GOLD Translation ETL¶

This job takes a nmdc_merged_data.tsv.zip file as a data object input.

First, start your local runtime stack:

make up-dev

Load http://localhost:3000/workspace and ensure the translation repository is loaded:

dagster-workspace-repo-loaded

Next, navigate to the Jobs page for the translation repository:

dagster-translation-repo-jobs

And finally, select the gold job from the table:

dagster-translation-gold-job

This will bring you to an overview of the job. Specifically, you will see the graph of operations that the job uses, as well as information about the resources needed for the operations. Click on the Lauchpad tab to examine the job's configuration:

dagster-translation-gold-overview

In the launchpad, we see the configuration for the job, which includes a reference to a nmdc_merged_data.tsv.zip input file that was present in the nmdc-runtime git repository, accessible via the /opt/dagster/lib/ path. We also see a button to launch a run of the job, i.e. a run of the graph of operations configured with the YAML shown:

dagster-translation-gold-launchpad

This job is being run manually. Other jobs in the Runtime system may be launched via Dagster sensors that yield RunRequest(run_key=..., run_config=...) in the body of the sensor logic. Sensors can periodically (e.g. every ~30 seconds) poll the system for any activation conditions, such as the presence of new data objects of certain types. A sensor may then yield a RunRequest for an appropriate job with e.g. the data object ID in the job configuration.

Once this translation ETL job finishes successfully, there will be new NMDC-schema-compliant metadata in your local MongoDB instance (which was also started by make up-dev). One option now is to export this metadata using the mongoexport command-line tool.
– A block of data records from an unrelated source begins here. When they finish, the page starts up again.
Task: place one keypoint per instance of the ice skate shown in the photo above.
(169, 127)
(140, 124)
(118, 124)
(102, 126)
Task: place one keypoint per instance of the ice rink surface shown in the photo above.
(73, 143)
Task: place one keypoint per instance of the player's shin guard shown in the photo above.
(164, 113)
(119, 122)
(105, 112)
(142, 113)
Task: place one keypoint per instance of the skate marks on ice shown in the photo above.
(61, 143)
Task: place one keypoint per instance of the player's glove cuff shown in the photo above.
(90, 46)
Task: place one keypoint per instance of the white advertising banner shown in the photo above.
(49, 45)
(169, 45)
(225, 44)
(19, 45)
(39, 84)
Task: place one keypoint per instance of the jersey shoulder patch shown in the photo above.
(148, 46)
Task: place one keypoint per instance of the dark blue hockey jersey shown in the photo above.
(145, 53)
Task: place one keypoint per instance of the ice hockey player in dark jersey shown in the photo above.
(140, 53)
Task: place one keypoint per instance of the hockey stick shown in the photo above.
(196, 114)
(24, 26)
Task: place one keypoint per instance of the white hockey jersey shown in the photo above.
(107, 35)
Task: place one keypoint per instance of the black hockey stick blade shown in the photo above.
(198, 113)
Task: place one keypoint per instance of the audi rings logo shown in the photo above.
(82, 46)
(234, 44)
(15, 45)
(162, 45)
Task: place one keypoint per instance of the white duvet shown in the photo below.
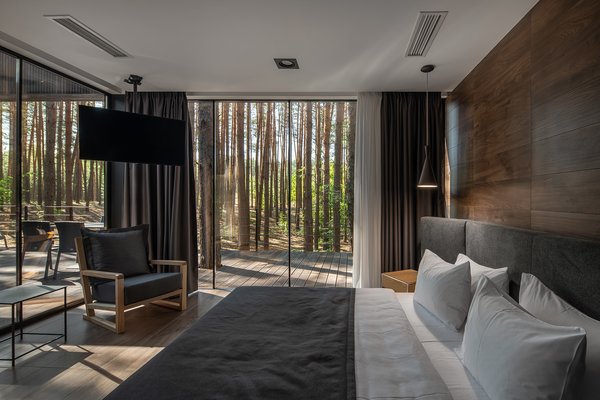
(401, 351)
(390, 362)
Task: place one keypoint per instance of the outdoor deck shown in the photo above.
(269, 268)
(239, 268)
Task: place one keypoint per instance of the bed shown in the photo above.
(276, 343)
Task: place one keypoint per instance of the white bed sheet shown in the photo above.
(441, 343)
(390, 363)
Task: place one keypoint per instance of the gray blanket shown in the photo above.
(258, 343)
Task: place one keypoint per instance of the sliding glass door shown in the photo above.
(42, 181)
(278, 210)
(322, 187)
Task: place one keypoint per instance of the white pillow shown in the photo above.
(544, 304)
(513, 355)
(497, 275)
(444, 289)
Here's an example of exporting the gold.biosample_set collection and conforming it to the nmdc:Database JSON schema using the jq tool:

mongoexport --host="localhost:27018" \
    -u admin -p root --authenticationDatabase admin \
    -d nmdc_etl_staging -c gold.biosample_set \
    --jsonArray -o gold.biosample_set.json

jq '{biosample_set:.}' gold.biosample_set.json \
    > gold.biosample_set.as_nmdcdb.2021-11-18.json

Now, you may submit this metadata as JSON through the API.
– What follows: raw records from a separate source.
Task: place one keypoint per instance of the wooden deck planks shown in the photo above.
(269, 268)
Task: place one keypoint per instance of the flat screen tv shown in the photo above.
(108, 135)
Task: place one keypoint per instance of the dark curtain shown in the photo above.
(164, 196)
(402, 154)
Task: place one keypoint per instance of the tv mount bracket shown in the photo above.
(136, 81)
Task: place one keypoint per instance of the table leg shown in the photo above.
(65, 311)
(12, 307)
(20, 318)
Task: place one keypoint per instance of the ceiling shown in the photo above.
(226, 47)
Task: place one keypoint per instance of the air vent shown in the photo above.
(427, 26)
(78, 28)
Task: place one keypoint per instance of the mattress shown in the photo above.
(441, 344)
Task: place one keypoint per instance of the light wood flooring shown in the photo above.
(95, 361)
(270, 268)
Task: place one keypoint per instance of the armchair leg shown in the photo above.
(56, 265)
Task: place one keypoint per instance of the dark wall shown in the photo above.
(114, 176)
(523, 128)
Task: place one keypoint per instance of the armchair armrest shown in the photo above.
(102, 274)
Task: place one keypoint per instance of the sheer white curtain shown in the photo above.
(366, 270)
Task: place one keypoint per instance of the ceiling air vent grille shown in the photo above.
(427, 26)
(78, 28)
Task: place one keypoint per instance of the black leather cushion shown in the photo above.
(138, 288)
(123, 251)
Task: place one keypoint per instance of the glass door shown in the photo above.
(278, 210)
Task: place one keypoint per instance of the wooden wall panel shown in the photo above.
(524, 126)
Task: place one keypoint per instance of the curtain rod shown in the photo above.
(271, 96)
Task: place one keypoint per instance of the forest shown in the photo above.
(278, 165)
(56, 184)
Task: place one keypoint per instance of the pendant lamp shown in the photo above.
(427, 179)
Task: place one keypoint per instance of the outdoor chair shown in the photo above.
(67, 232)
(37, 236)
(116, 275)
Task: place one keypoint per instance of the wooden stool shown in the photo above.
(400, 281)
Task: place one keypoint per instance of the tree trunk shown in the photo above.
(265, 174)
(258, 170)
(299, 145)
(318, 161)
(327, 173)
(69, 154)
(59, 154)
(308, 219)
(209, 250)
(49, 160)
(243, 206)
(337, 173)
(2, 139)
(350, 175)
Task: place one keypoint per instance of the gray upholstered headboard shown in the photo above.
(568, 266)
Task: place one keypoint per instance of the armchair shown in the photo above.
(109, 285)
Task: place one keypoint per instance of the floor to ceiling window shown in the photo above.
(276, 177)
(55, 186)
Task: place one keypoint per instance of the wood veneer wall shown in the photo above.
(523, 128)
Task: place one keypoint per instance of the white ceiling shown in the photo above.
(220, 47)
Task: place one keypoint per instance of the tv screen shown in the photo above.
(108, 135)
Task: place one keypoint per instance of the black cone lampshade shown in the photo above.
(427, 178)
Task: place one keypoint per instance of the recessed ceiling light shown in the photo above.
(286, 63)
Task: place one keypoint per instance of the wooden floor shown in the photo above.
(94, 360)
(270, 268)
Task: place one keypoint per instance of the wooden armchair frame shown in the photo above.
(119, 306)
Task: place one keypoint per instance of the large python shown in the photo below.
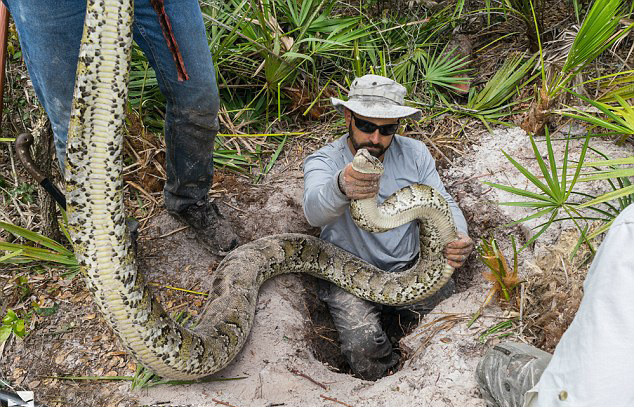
(97, 227)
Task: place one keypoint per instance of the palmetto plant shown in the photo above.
(599, 30)
(621, 195)
(552, 198)
(493, 100)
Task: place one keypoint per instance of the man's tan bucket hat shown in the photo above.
(377, 97)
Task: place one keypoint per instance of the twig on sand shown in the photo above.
(335, 400)
(298, 373)
(222, 402)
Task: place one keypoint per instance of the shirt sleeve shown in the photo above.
(429, 176)
(323, 201)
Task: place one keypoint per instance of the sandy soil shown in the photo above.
(277, 366)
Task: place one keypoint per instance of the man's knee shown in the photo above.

In the tutorial linked to above, GitHub's Gist service is used to host and obtain a URL for the JSON. Here's let's walk through using the NMDC's www directory on NERSC to host the file and obtain the URL, as well as obtain the sha256 hash and file size in bytes we need in order to create a DRS object in the API:

# Use https://docs.nersc.gov/connect/mfa/#sshproxy
scp  gold.biosample_set.as_nmdcdb.2021-11-18.json \
    dtn01.nersc.gov:/global/cfs/cdirs/m3408/www/meta/

ssh dtn01.nersc.gov

cd /global/cfs/cdirs/m3408/www/meta/

# ensure world-readable
chmod 444 gold.biosample_set.as_nmdcdb.2021-11-18.json

# get sha256 checksum
openssl dgst -sha256 gold.biosample_set.as_nmdcdb.2021-11-18.json

# get bytes
du --bytes gold.biosample_set.as_nmdcdb.2021-11-18.json

Now, you can use the normal procedure to register the object, ensure the "metadata-in" tag, and monitor the progress of the validation and ingest.